Ocurrió en la mañana

El ataque ocurrió el 10 de noviembre y, pese a la gravedad del hecho, no se registraron heridos.
Las imágenes conocidas muestran un vehículo blindado Toyota Land Cruiser con el vidrio lateral roto y una llanta destrozada. “Un tiro más y matan al conductor”, declaró el mandatario en un video grabado minutos después del incidente.
El atentado tuvo lugar en un corredor rural de alta complejidad por la presencia de estructuras del ELN y disidencias de las FARC. Según el relato del propio gobernador, la caravana fue atacada mientras cumplía compromisos institucionales en la zona, y logró refugiarse en la estación de Policía de Tame.
Las autoridades nacionales rechazaron el ataque y anunciaron refuerzos en los esquemas de seguridad para funcionarios regionales. En paralelo, la Defensoría del Pueblo había advertido sobre el recrudecimiento del conflicto armado en Arauca, producto de disputas entre grupos ilegales.
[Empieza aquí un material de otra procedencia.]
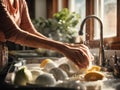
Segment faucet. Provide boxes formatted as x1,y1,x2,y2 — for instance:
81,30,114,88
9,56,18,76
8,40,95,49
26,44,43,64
79,15,105,66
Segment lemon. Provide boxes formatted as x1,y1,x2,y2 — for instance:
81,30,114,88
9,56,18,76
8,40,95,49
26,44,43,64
40,59,52,68
87,65,101,72
84,71,104,81
14,66,32,85
40,59,57,71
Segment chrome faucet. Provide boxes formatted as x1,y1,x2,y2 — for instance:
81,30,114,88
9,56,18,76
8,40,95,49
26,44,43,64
79,15,105,66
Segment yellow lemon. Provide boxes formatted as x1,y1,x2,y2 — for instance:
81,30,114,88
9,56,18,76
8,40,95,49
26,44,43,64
84,71,104,81
87,65,101,72
40,59,52,68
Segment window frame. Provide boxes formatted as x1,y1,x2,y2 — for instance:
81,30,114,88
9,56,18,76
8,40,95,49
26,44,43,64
86,0,120,50
46,0,120,50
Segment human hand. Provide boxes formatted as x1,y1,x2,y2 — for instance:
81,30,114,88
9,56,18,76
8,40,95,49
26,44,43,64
64,44,94,68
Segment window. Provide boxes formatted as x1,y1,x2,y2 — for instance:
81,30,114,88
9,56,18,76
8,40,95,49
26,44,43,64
94,0,117,39
47,0,120,49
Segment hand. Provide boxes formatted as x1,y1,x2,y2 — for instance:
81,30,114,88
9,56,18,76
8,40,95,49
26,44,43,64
64,44,94,68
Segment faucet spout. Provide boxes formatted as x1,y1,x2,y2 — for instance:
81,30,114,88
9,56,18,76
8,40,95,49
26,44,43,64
79,15,105,66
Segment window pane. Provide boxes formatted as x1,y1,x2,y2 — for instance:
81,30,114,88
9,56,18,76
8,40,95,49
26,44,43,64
103,0,117,37
74,0,86,42
94,0,117,39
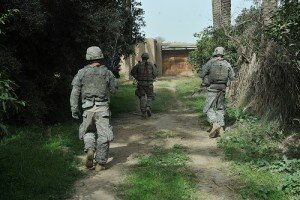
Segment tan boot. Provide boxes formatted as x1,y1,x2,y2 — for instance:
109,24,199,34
219,127,224,137
95,163,106,172
209,123,221,138
85,149,95,169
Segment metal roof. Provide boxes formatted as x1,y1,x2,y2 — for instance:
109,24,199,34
161,42,197,50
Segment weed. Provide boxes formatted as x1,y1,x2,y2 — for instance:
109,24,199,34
219,118,300,200
0,124,82,200
154,129,179,138
231,164,289,200
122,145,197,200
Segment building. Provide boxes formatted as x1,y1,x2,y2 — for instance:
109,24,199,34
121,38,196,79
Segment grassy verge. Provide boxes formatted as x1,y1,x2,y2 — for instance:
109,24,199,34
176,77,209,125
121,145,196,200
0,123,82,200
219,114,300,200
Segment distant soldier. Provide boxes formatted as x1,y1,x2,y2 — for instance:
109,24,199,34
131,53,158,118
198,47,235,138
70,46,116,171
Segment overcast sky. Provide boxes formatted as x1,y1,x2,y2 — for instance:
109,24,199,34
140,0,252,42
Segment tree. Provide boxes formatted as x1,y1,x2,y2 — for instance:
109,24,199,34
0,0,144,123
262,0,278,26
0,9,25,138
212,0,231,28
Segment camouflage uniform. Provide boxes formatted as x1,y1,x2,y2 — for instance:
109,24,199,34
131,54,158,114
198,49,235,126
70,46,116,164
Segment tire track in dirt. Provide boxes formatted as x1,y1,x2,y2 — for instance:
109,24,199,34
71,79,239,200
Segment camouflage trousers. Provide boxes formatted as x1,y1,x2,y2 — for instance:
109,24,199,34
135,85,155,113
79,105,114,164
203,91,226,126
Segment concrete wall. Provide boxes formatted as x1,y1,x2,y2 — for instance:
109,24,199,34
162,50,193,76
120,38,162,80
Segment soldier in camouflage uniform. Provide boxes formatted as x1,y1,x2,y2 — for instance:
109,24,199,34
70,46,116,171
131,53,158,118
198,47,235,138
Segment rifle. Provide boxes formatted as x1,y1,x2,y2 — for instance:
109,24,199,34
107,34,121,78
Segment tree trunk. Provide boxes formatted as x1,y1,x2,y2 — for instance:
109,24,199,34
212,0,231,28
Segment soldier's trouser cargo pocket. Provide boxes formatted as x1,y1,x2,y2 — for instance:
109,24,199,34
79,107,114,164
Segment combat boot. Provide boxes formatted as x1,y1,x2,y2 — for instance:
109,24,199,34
219,126,224,136
142,112,148,119
95,163,106,172
85,149,95,169
209,123,221,138
146,107,152,117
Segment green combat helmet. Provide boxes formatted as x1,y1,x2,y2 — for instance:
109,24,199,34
141,53,149,59
85,46,104,60
213,47,225,56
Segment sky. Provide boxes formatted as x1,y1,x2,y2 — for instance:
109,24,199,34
139,0,252,42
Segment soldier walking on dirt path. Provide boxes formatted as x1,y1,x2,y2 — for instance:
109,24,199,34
70,46,116,171
130,53,158,118
198,47,235,138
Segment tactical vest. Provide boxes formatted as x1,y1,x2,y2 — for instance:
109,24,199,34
137,61,154,82
209,60,229,84
81,66,109,103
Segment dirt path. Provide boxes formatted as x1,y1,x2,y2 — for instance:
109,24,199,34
71,79,237,200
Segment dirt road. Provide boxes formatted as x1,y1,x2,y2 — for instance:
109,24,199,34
71,78,238,200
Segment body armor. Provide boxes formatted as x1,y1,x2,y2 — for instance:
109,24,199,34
137,61,155,82
81,66,109,104
209,60,229,84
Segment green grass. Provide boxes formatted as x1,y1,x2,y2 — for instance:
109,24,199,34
121,145,197,200
0,124,83,200
231,164,292,200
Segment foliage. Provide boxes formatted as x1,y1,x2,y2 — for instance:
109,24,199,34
121,145,197,200
0,9,19,35
0,73,25,138
219,115,300,199
266,0,300,49
0,123,82,200
0,9,25,138
0,0,144,124
189,27,236,69
231,164,291,200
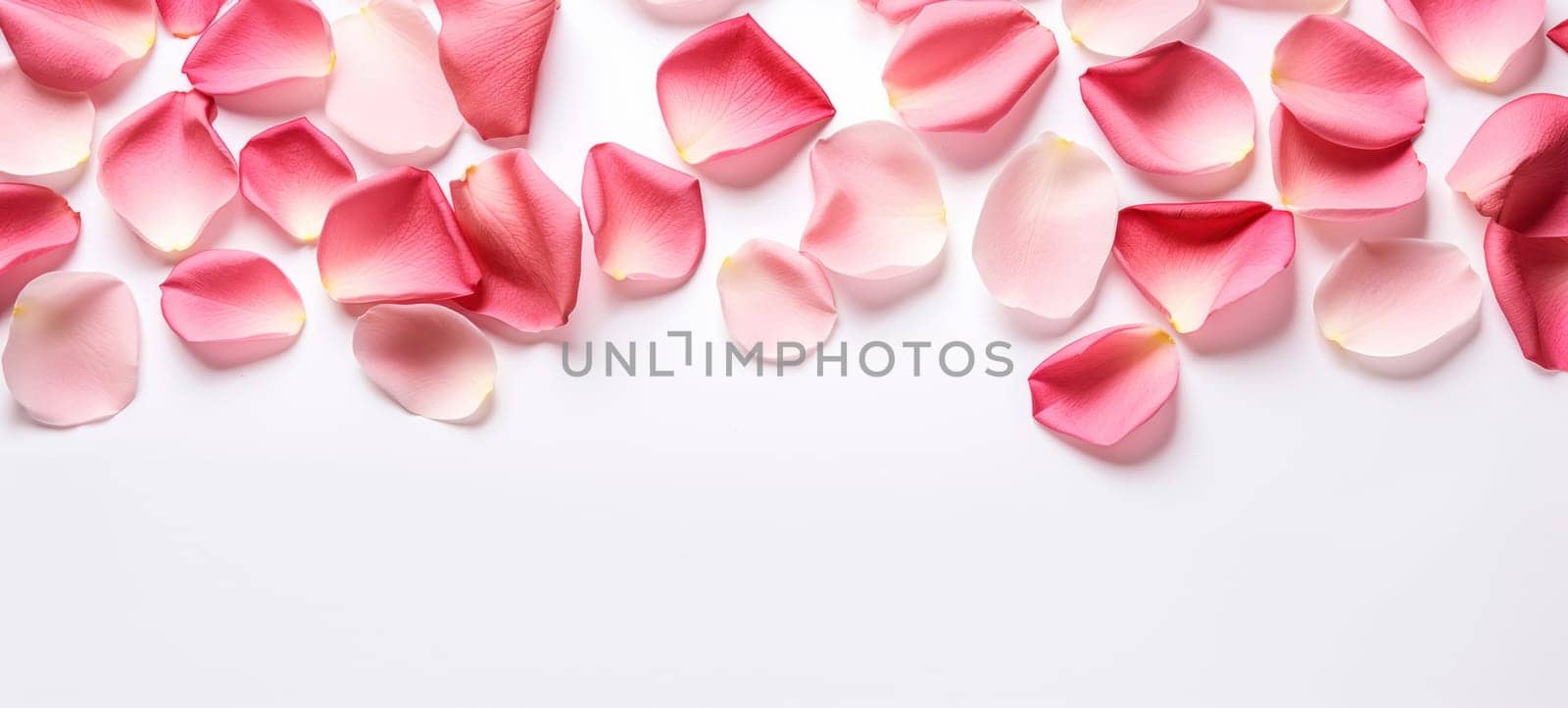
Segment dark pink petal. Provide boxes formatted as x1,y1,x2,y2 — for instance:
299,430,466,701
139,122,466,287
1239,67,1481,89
452,149,583,331
1029,325,1179,446
659,14,834,165
883,0,1056,133
583,143,708,279
316,167,480,303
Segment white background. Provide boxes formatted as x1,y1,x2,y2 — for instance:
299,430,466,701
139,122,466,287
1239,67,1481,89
0,0,1568,708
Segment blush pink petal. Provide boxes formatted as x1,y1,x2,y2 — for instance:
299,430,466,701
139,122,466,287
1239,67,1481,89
183,0,337,96
974,133,1116,321
326,0,463,157
883,0,1056,133
1312,238,1482,356
1079,42,1257,175
240,118,358,243
1270,14,1427,149
316,167,480,303
452,149,583,331
718,238,839,358
1270,107,1427,222
0,272,141,427
1385,0,1546,83
355,303,496,421
583,143,708,279
1029,325,1181,446
0,0,159,91
0,60,94,177
1111,201,1296,332
162,248,304,344
657,14,834,165
800,121,947,278
97,91,240,253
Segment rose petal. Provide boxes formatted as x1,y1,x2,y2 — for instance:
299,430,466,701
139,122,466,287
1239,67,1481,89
1270,107,1427,222
1029,325,1181,446
316,167,480,303
800,121,947,278
583,143,708,279
0,59,94,177
99,91,240,253
1061,0,1202,57
974,133,1116,319
1270,14,1427,149
1487,223,1568,371
883,0,1056,133
0,0,159,91
1385,0,1546,83
718,238,839,356
240,118,358,243
1079,42,1257,175
659,14,834,165
355,303,496,421
0,272,141,427
1113,201,1296,332
182,0,337,96
452,149,583,331
326,0,463,155
1312,238,1482,356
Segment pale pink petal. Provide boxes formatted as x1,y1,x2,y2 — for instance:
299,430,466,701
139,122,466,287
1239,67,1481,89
659,14,834,165
1385,0,1546,83
326,0,463,155
1312,238,1482,356
1061,0,1202,57
1029,325,1181,446
0,272,141,427
355,303,496,421
183,0,337,96
162,248,304,344
800,121,947,278
0,0,159,91
452,149,583,331
583,143,708,279
99,91,240,253
0,59,94,177
718,238,839,358
1270,107,1427,222
1487,223,1568,371
1113,201,1296,332
316,167,480,303
1270,14,1427,149
1079,42,1257,175
240,118,358,243
974,133,1116,321
883,0,1056,133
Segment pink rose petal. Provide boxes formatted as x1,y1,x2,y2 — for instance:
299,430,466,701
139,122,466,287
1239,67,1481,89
1312,238,1482,356
1029,325,1181,446
99,91,240,253
452,149,583,331
1079,42,1257,175
800,121,947,278
1111,201,1296,332
583,143,708,279
240,118,358,243
883,0,1056,133
659,14,834,165
974,133,1116,321
1270,107,1427,222
1270,14,1427,149
182,0,337,96
355,303,496,421
316,167,480,303
0,272,141,427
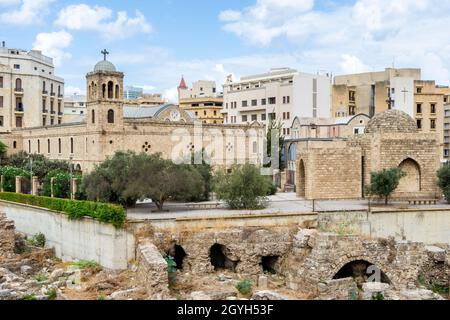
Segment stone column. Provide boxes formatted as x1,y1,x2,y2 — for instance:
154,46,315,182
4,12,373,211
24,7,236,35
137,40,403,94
31,177,39,196
50,178,55,198
71,178,78,200
16,177,22,193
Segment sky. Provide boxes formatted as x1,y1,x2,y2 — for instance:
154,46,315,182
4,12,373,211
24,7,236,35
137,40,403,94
0,0,450,102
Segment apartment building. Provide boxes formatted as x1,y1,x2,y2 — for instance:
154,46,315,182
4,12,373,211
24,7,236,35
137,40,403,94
178,77,223,124
332,68,450,161
0,42,64,132
222,68,331,137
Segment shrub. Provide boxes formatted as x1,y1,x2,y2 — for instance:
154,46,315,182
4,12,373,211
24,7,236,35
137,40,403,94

La Fiscalía y la Fuerza Pública asumieron la investigación para determinar los responsables y esclarecer los móviles del atentado.
Desde la Gobernación se pidió mantener las labores institucionales con garantías y reforzar la vigilancia sobre el corredor Tame–Fortul, considerado uno de los más sensibles del departamento. El hecho reaviva la preocupación por la seguridad de los mandatarios locales en regiones afectadas por la violencia.